To employ the framework, users must provide a statically complete saturation calculus expressible as the lifting \(( FInf , Red ^{\mathcal {G}})\) or \(( FInf , Red ^{\cap {\mathcal {G}}})\) of a ground calculus \(( GInf , Red )\), where \( Red \) qualifies as a redundancy criterion and \({\mathcal {G}}\) qualifies as a grounding function or grounding function family. The framework can be used to derive two main results:

  1. 1.

    After defining a well-founded ordering \(\sqsupset \) or a family of well-founded orderings that capture instantiation, invoke Theorem 53 to show \(( FInf , Red ^{\cap {\mathcal {G}},\sqsupset })\) dynamically complete.

  2. 2.

    Based on the previous step, invoke Theorems 70 or 80 to derive the dynamic completeness of a prover architecture building on the given clause procedure, such as the Otter, iProver, DISCOUNT, or Zipperposition loop (Examples 71, 74, 81, or 82).
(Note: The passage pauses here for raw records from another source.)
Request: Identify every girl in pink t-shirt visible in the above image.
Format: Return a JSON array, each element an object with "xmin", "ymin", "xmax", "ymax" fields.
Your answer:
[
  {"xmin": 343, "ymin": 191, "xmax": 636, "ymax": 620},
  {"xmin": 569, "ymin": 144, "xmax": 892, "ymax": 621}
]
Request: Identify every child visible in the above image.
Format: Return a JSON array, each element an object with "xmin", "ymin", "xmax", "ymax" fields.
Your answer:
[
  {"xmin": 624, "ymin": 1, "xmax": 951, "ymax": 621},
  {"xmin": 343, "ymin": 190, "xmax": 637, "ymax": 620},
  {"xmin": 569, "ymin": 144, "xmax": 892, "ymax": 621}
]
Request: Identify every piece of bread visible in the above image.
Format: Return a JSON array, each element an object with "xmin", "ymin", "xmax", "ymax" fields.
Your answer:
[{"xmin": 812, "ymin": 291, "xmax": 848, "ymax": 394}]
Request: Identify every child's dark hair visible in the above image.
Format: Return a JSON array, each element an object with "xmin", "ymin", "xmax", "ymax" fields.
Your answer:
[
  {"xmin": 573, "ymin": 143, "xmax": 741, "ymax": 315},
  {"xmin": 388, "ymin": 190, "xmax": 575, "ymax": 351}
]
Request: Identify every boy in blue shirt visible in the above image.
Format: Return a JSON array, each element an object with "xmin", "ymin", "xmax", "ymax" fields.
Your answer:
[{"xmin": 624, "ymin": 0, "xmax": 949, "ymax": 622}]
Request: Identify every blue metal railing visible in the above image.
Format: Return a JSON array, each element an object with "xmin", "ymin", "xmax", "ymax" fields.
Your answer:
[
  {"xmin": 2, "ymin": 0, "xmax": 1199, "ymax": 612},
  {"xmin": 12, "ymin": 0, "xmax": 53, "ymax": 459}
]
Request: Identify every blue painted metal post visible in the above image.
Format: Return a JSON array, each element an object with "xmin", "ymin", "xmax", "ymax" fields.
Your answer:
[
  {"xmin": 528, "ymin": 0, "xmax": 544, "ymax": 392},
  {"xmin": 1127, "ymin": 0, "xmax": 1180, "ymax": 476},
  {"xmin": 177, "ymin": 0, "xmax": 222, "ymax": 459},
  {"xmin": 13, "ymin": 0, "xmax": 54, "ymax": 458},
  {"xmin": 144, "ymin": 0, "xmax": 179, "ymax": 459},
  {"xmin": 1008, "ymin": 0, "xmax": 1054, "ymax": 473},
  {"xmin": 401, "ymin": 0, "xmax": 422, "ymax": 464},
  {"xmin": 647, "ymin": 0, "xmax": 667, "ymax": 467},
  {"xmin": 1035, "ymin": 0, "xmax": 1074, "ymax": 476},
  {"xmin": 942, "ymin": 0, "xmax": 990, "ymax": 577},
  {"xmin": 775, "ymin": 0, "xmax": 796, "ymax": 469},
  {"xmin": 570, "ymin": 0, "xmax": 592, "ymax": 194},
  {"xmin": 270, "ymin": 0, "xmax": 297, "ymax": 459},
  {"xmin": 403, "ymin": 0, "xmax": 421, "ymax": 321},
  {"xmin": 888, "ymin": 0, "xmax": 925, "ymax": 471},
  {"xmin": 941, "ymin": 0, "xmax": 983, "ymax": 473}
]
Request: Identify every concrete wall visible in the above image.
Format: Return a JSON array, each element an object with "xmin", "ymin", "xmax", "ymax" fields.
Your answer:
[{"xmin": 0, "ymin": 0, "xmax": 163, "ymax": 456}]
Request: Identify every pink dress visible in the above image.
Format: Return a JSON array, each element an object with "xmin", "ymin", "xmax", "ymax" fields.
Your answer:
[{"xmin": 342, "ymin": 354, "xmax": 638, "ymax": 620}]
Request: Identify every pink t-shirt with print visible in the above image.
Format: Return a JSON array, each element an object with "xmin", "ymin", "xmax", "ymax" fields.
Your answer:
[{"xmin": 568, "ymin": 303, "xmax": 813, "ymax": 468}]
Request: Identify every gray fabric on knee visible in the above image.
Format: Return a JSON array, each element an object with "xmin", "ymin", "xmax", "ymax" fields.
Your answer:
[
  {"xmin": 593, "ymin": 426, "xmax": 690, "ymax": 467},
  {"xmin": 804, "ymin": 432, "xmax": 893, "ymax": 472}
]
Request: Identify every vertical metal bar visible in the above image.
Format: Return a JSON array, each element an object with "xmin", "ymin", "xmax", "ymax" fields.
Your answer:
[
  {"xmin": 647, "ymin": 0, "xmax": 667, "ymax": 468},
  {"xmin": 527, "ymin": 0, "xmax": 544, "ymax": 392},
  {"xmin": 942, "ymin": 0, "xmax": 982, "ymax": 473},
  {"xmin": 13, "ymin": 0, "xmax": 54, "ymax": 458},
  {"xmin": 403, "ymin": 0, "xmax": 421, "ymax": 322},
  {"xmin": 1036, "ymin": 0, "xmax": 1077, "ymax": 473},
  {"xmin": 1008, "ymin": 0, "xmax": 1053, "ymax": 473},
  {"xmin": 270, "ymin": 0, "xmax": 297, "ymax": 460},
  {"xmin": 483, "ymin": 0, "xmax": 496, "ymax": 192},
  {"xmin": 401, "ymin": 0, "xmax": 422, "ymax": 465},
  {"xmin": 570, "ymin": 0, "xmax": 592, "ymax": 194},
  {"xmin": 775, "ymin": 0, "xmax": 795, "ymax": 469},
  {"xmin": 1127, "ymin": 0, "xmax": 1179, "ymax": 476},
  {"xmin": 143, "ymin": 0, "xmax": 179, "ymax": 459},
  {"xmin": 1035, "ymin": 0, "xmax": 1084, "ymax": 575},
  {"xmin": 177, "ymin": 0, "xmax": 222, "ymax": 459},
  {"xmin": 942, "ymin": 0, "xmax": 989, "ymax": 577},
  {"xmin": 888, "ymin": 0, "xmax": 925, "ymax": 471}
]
The framework can also help establish the static completeness of the nonground calculus. For many calculi (with the notable exceptions of constraint and hierarchic superposition), Theorems 32 or 50 can be used to lift the static completeness of \(( GInf , Red )\) to \(( FInf , Red ^{\mathcal {G}})\) or \(( FInf , Red ^{\cap {\mathcal {G}}})\).

The main missing piece of the framework is a generic treatment of clause splitting. Until recently, the only formal treatment of splitting, by Fietzke and Weidenbach [22], hard-codes both the underlying calculus and the splitting strategy. Voronkov’s AVATAR architecture [42] is more flexible and yields truly impressive empirical results, but he and his collaborators left the question of AVATAR’s refutational completeness open. Ebner et al. [21] recently provided an answer by introducing and instantiating a generic splitting framework based on our saturation framework.